The course aims to provide a basic preparation to face and solve problems based on Regionalized Variables, that is, of all the quantities that characterize georesources and the environment. In particular, the various models necessary for the solution of the problems will be developed.
Program
INTRODUCTION TO GEOSTATISTICS
- The problems, the variables at stake.
- Regionalized Variables (VR) and probabilistic approach to problem solving
- Reminders of probability
- Introduction to Random Functions (FA)
STATIONARY MONOVARIATE GEOSTATISTICS
- The "stationary" problems
- Experimental Variogram and model
- Linear estimation: Ordinary and Simple Kriging
- The regularization, the variogram, the estimation and the variances (extension, estimation, dispersion) of quantities with non-point support
NON-STATIONARY MONOVARIED GEOSTATISTICS
- The "non-stationary" problems
- Non-stationary random functions (FANSt)
- The drift and the variogram of fluctuations
- The Universal Kriging
- Intrinsic FA of order k (FAI-k)
- Kriging of FAI-k
MULTIVARIATE GEOSTATISTICS
- The "multivariate" problems
- Multivariate analysis
- Cross Variograms and Covariances
- The Cokriging
- The External Drift and Krigings review.
SELECTION
- Problems involving selection
- Objective function and sample optimization

Readings/Bibliography

  • Bruno, Roberto APPUNTI delle LEZIONI (power point)
  • Bruno, R.; Raspa G. La pratica della geostatistica lineare:il trattamento dei dati spaziali, Guarini Studio, 1994
  • Chiles, J.P. & Delfiner, Pierre (1999) - Geostatistics - Wiley Series in Probability and Statistics, - John Wiley and sons, Inc., 687 pp.
  • Emery, X.; Séguret S.A. Geostatistics for the Mining Industry, CRC Press, Taylor & Francis Group, 2023

Teaching methods

In module I the lessons will deal with the introduction to geostatistics and stationary geostatistics.
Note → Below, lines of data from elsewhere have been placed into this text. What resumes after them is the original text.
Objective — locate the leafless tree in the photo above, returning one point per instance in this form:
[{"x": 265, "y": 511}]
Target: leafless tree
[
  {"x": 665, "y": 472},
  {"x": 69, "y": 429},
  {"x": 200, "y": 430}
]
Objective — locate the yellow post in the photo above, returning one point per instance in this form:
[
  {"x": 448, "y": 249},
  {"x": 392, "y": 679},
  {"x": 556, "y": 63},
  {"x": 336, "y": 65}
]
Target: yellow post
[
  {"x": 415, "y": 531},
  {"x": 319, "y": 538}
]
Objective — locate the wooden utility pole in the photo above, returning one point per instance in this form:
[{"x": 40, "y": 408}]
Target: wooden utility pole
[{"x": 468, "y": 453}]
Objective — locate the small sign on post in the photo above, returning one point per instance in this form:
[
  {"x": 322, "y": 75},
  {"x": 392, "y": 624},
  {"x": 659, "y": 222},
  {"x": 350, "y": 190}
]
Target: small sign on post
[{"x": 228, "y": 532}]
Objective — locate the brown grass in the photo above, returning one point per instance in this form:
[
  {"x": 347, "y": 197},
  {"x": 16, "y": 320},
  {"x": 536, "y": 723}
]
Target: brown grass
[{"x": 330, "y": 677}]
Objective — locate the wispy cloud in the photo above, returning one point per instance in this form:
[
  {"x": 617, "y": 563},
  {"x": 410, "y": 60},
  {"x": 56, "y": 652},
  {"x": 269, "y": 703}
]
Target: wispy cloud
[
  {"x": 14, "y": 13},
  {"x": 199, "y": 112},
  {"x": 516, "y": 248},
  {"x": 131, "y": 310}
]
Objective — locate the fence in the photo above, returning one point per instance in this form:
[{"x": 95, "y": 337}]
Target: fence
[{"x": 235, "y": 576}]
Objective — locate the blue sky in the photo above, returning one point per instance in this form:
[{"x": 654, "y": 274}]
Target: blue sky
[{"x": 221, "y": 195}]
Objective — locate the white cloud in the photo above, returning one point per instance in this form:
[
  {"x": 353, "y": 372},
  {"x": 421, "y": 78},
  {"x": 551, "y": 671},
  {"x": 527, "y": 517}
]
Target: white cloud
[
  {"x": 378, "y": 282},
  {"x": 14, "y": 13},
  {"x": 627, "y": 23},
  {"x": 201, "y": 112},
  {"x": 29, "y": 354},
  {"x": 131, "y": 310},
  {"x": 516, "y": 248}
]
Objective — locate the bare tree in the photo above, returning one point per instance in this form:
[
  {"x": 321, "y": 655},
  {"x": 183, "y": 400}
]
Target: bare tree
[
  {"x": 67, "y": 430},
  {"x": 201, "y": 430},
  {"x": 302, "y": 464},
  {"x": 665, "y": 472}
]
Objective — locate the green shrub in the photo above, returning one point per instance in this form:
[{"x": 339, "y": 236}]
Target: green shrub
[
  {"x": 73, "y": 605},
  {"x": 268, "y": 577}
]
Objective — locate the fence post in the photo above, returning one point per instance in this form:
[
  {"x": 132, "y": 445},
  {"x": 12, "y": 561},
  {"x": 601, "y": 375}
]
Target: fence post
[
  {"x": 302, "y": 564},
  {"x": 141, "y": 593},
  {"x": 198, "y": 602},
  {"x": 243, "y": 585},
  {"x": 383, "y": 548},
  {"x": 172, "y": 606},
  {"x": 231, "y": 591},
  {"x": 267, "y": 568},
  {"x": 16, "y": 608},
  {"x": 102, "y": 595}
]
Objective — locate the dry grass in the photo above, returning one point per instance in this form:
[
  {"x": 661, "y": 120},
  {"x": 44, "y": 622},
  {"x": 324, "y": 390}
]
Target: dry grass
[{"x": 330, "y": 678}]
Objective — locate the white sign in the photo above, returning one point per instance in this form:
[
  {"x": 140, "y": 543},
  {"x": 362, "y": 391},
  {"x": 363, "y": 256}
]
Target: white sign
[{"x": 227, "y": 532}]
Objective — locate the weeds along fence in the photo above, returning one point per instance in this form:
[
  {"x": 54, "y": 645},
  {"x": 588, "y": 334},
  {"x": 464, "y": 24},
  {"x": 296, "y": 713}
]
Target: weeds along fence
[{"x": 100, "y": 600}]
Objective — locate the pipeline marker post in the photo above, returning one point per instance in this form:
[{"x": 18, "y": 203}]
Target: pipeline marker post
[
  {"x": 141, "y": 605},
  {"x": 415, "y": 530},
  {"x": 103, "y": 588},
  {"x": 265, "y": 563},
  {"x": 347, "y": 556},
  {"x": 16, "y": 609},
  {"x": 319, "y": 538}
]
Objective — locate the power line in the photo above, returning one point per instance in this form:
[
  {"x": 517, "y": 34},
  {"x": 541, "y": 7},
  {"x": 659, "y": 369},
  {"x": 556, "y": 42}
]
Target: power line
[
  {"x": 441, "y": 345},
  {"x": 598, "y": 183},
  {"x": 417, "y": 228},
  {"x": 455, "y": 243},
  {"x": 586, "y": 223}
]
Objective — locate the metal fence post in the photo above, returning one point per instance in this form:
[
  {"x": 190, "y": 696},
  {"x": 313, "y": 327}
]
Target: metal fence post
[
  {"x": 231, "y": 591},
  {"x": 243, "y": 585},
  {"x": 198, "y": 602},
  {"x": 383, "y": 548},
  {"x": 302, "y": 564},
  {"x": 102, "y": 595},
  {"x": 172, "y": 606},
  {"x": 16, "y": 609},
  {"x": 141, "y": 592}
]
In module II the program of non-stationary and multivariate geostatistics will be carried out,

Each lesson begins with an introduction to a type of real problem related to georesources. These problems will be discussed and the necessary approach to obtain solutions will be identified.
Subsequently, the lesson develops the specific theory to obtain the tools necessary to solve the problem.
The exercises will train students to develop simple calculation tools on spreadsheet and to use commercial software.
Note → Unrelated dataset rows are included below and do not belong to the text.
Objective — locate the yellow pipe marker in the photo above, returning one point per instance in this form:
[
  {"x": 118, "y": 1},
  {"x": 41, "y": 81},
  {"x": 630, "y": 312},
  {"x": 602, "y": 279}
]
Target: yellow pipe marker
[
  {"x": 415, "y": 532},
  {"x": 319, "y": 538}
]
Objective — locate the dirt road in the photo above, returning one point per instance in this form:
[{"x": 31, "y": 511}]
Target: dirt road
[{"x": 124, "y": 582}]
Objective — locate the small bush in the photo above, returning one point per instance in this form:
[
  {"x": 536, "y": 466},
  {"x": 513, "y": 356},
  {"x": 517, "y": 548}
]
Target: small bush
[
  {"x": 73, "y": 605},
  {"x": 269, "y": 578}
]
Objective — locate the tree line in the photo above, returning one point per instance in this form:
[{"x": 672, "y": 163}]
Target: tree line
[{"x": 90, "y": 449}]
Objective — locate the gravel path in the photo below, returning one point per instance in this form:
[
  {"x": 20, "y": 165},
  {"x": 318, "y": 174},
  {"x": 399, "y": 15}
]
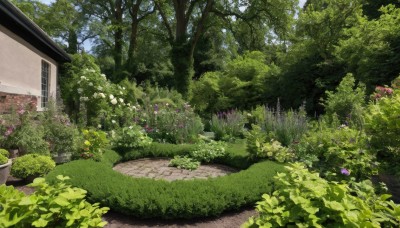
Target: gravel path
[
  {"x": 226, "y": 220},
  {"x": 157, "y": 168}
]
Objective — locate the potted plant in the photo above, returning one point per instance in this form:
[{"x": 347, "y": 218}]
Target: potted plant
[{"x": 5, "y": 165}]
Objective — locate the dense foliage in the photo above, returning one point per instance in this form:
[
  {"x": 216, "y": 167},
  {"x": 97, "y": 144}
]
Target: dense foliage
[
  {"x": 147, "y": 198},
  {"x": 184, "y": 163},
  {"x": 303, "y": 199},
  {"x": 31, "y": 165},
  {"x": 58, "y": 205},
  {"x": 3, "y": 159},
  {"x": 383, "y": 126}
]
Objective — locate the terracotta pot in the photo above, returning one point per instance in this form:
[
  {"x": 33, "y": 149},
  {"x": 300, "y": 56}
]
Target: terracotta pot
[{"x": 5, "y": 171}]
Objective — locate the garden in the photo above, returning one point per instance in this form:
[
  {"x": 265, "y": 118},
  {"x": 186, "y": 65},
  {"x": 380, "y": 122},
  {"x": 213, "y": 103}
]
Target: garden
[{"x": 250, "y": 134}]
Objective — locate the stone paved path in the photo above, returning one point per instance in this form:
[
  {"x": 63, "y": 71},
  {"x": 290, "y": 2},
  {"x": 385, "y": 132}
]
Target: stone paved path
[{"x": 157, "y": 168}]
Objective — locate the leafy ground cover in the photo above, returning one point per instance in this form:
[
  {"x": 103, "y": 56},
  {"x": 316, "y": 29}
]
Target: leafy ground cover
[{"x": 146, "y": 198}]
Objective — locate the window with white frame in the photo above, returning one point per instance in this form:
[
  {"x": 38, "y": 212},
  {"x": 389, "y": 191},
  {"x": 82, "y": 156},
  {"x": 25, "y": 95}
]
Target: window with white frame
[{"x": 45, "y": 83}]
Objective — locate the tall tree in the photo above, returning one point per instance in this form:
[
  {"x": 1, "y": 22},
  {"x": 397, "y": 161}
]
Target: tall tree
[
  {"x": 138, "y": 11},
  {"x": 191, "y": 18}
]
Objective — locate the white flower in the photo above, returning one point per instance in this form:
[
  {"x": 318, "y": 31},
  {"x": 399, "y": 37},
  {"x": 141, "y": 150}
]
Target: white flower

Carrying out of individual work.
Each student will have to carry out a "case-study", choosing a problem to be solved and collecting the necessary data.
The analysis of the problem and the solutions will be developed collectively.
Students will have to apply the theoretical notions and develop specific operational tools to obtain the solution to their problem.
The discussion of the individual work will be the subject of the exam.

Assessment methods

The exam consists of:

  • the discussion of the individual work at the end of both modules.
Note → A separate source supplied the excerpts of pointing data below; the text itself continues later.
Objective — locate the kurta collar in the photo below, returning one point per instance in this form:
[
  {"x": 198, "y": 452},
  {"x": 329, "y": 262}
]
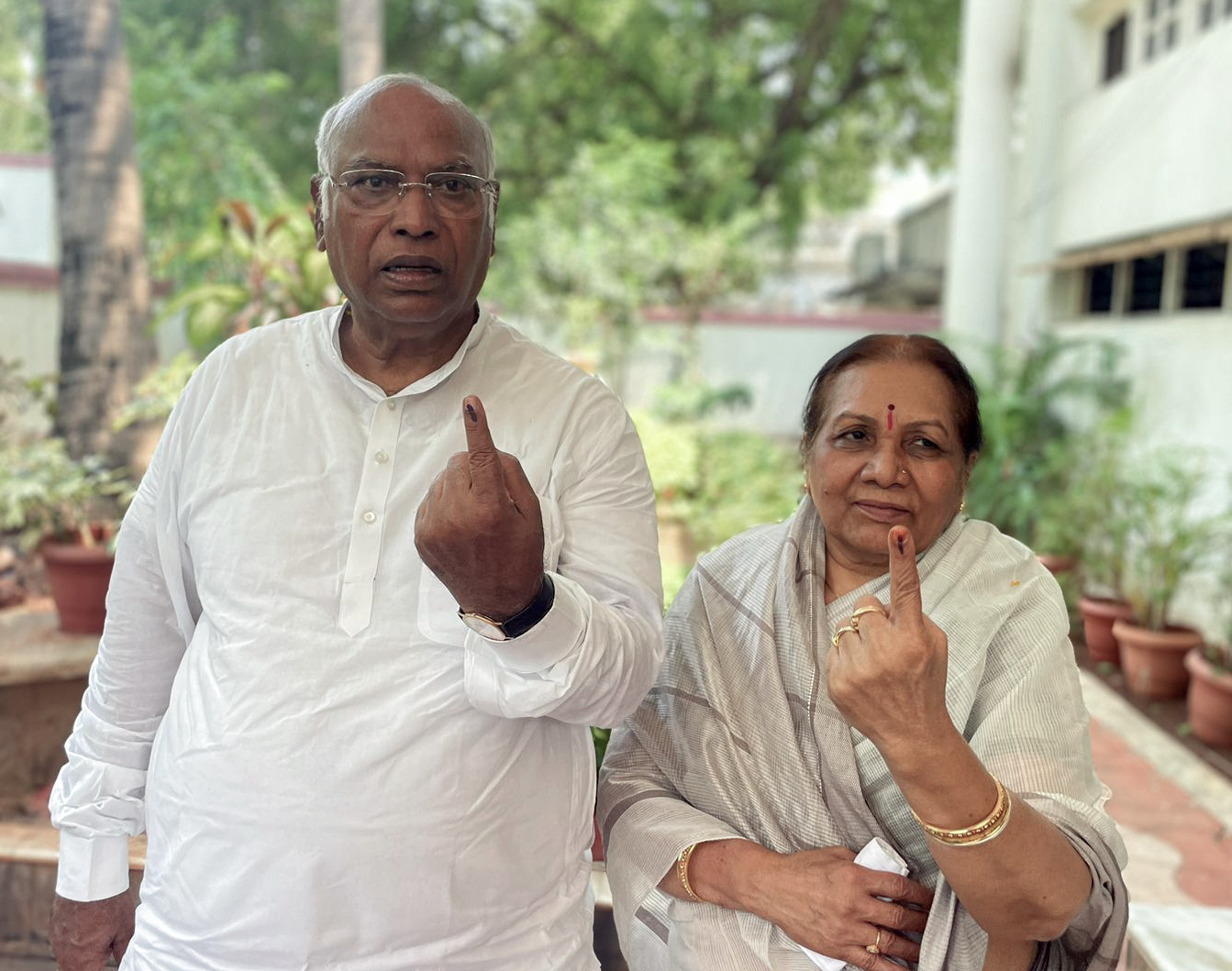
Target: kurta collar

The individual work consists in the solution of a practical problem to be solved by putting into practice the theoretical teachings and the calculation tools suitable for solving the problems. Moreover, during the discussion the knowledge of theory, useful to perform the practical part, will be verified

Teaching tools

Lessons are based on power-point presentations supported by blackboard developments.
The exercises are carried out at the Didactic-informatic Laboratory and will carry out practical numerical applications on EXCEL spreadsheets, where elementary programs in VBA will also be developed.

Office hours

See the website of Roberto Bruno

See the website of Francesco Tinti

SDGs

Sustainable cities Responsible consumption and production Climate Action

This teaching activity contributes to the achievement of the Sustainable Development Goals of the UN 2030 Agenda.